The major web browsers load Web pages in basically the same. This process is known as parsing and are described by the HTML5 specification. A High-level understanding of this process are critical to writing Web pages, that load efficiently.
Parsing overview
As chunks of the HTML source become available from the network (or cache, filesystem, etc), they is streamed to the HTML Parser. Next, in a process known as tokenization, the parser iterates through the source generating a token for (most notably) EAC H start tag, end tag and character outside of a tag.
For example the input source <b>hello</b>
yields 7 tokens:
Start-tag {name:b}character {data:h}character {data:e}character {data:l}character {data:l}character {data: o}end-tag {name:b}
After all token is generated it's serially passed to the next major subsystem:the tree Builder. The tree builder dynamically modifies the Document ' s DOM tree to reflect the new token.
The 7 input tokens above yield the following DOM tree:
Fetching subresourcesA frequent operation performed by the tree builder was creating a new HTML element and inserting it into the Document. It is at the point of insertion that HTML elements which load subresources begin fetching the Subresource.
Running scriptsThis parsing algorithm seems to translate the HTML source into a DOM tree as efficiently as possible. That's, except for one wrinkle:scripts. When the encounters of the tree Builder is End-tag token for a script, it must serially execute the script before parsing can con Tinue (unless the associated script Start-tag has the defer or async attribute).

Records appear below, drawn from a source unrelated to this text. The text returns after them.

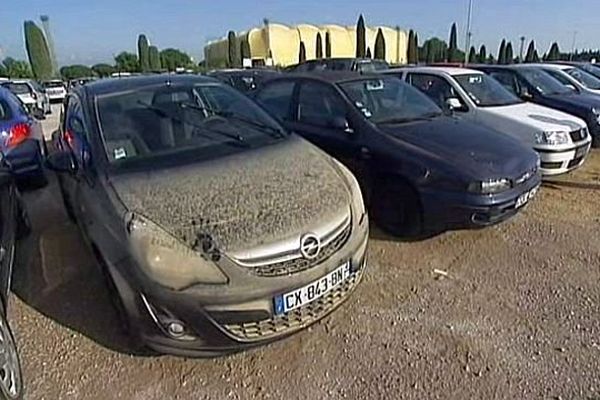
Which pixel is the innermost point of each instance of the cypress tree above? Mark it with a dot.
(472, 55)
(154, 59)
(530, 52)
(302, 54)
(319, 46)
(509, 56)
(380, 45)
(502, 52)
(482, 54)
(453, 45)
(37, 51)
(233, 50)
(143, 53)
(361, 41)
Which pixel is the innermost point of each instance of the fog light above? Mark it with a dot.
(176, 329)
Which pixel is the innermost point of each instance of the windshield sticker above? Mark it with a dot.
(374, 85)
(119, 153)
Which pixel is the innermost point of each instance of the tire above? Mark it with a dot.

There is significant preconditions which must be fulfilled before a script can execute:
- If the script is external it source must be fully downloaded.
- For any script, all stylesheets in the document must is fully downloaded.
This means often the parser must idly wait while scripts and stylesheets is downloaded.
Why must parsing halt?Well, a script may document.write
something which affects further parsing or it could query something about the DOM which would yield Incorrect results if parsing had continued (for instance the number of image elements in the DOM).
Why wait for stylesheets?A script may expect to access the CSSOM directly or it could query an attribute of a DOM node which depends on the Styleshee T (for example, how wide is a certain <table>).
Is it inefficient to block parsing?Yes. Subresource download times often has a large constant factor limited by round trip time. This means it was faster to download and the resources in parallel than to download the same, in serial. More obviously, the browser is a also free-to-do CPU work while waiting on the network. For these reasons it's critical to efficient loading of a Web page this Subresource fetches is initiated as soon as poss Ible. When parsing was blocked, the tree builder is not able to insert subsequent elements into the DOM, and thus subsequent SUBR Esource downloads was not initiated even if the HTML source which includes them was already available to the parser.
Mitigating BlockingAs I ' ve blogged previously, when the parser becomes blocked WebKit would run a lightweight parser known as the preload scan Ner. It mitigates the blocking problem by scanning ahead and fetching certain subresource so may be required. Other browsers employ similar techniques.
It is important to note that even with preload scanning, parsing is still blocked. Nodes cannot is added to the DOM tree. Although I Haven ' t covered how a DOM tree becomes a render tree, layout or painting, it should is obvious that before a no De is in the DOM tree it cannot was painted to the screen.
Finishing parsingAfter the entire source have been parsed, first all deferred scripts would be executed (waiting for their source and all pen Ding stylesheets to download). Their completion triggers the DOMContentLoaded
event to be fired. Next, the parser would wait for any pending async scripts to finish loading and executing. Finally, once all subresources has finished downloading, the window's event would be fired and parsing are complete load
.
Takeaway With this understanding, it becomes clear how important it's to carefully consider where and how stylesheets and scrip TS is included in the document. Those decisions can has a significant impact on the efficiency of the page load.